Circle of Jan Brueghel The Elder - A Wooded River Landscape in Summer With Travelers
Arriving at an Inn

(click on picture for larger view)

Circle of Jan Brueghel The Elder

A Wooded River Landscape in Summer With Travelers Arriving at an Inn

oil on panel

15 1/4"×25 3/4" inches (39×65.4 cm.)

PROVENANCE:
Private Collection, Maryland

Antwerp in the first quarter of the seventeenth century was the most important art center in Flanders. Production, dealing, and collecting were at a high point, strictly controlled by the Guild of St. Luke which required dealers as well as artists to join. Paintings of all types were produced to meet the demands of an escalating mass market with ever-changing tastes. (1)

Jan Brueghel the Elder (1568 - 1625), one of the city’s most influential artists of the period, was a catalyst in the movement of Netherlandish landscape painting towards a greater naturalism. (2) His employment of a more realistic viewpoint with a stronger horizontal emphasis, distinct color-scheme and subject matter complemented by minute detailing became a touchstone for decades. (3)
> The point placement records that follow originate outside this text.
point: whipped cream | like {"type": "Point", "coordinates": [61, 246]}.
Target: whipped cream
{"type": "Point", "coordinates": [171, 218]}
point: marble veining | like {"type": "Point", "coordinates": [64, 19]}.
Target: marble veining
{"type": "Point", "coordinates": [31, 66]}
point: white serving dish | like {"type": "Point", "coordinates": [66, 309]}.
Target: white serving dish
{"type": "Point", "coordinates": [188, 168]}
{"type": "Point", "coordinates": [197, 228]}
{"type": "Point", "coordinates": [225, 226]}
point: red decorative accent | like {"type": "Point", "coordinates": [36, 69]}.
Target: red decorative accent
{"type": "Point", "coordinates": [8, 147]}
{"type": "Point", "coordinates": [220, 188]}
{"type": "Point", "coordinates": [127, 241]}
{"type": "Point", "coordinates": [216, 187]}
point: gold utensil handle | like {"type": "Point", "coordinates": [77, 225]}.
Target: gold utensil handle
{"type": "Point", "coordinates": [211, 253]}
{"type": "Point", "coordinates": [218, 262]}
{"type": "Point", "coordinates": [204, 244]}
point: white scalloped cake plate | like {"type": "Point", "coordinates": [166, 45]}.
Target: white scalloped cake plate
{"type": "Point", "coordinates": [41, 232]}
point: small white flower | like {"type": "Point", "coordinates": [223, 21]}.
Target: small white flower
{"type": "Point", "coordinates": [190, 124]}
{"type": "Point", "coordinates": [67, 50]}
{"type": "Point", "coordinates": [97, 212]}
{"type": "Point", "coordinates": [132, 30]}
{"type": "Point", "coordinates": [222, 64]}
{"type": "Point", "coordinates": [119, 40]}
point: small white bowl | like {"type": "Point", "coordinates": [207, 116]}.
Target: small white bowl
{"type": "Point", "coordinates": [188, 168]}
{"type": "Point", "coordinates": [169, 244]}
The appeal and popularity of Brueghel’s landscapes created a number of followers, many still unidentified. Scores of artists are recorded in the guild archives to whom no known paintings can be attributed. Even within the body of works given to recognized artists, different hands emerge. A problem arises when a seventeenth century market is viewed from a twenty-first century perspective, one in which name recognition is paramount. When these artists painted the emphasis was on the end product not the individual, evident from contemporary estate inventories in which the majority of paintings are recorded only by subject and quality. (4)

Our painting, a reflection of its market and period, incorporates a number of Brueghel’s innovations known by 1610. Replicated is the artist’s wedge-shaped composition in which the road veers to one side while the water leads the viewer into the distance, framed on either side by houses and dense woods. (5) The placement of wagons and riders moving in opposite directions on the road underscores the illusion of depth. (6) The vibrant color pattern follows Brueghel’s usage, favoring brown tones in the foreground, green in the mid-ground with a blue background ending in distant blue mountains merging with the sky.(7) Populated by twenty-four figures as well as pigs, chickens, a rooster, cows, dogs, horses, swans, herons, ducks, and other birds, homage is paid to Brueghel’s legacy encapsulating the everyday reality of a Flemish village into a painted ideal.

(1) Hans Vlieghe, Flemish Art and Architecture 1585 -1700, Yale University Press, New Haven and London, 1998, pp. 6-7. (2) Ibid, p. 180. (3) Arianne Faber Kolb, Jan Brueghel the Elder, The Entry of the Animals into Noah’s Ark, The J. Paul Getty Museum, Los Angeles, 2005, p. 81. (4) Jeffrey M. Muller, “Private Collections in the Spanish Netherlands: Ownership and Display of Paintings in Domestic Interiors” exhibition catalogue Museum of Fine Arts, Boston, Age of Rubens, September 22, 1993 - January 2, 1994, p. 198. (5) Vlieghe, op. cit., p. 180. (6) Marjorie E. Wiesman, “Jan Brueghel the Elder”, in The Age of Rubens, op. cit. p. 463. (7) Klaus Ertz, “Some Thoughts on the Paintings of Jan Brueghel the Elder”, exhibition catalogue Brod Gallery, London, Jan Brueghel the Elder, 1979, p. 12.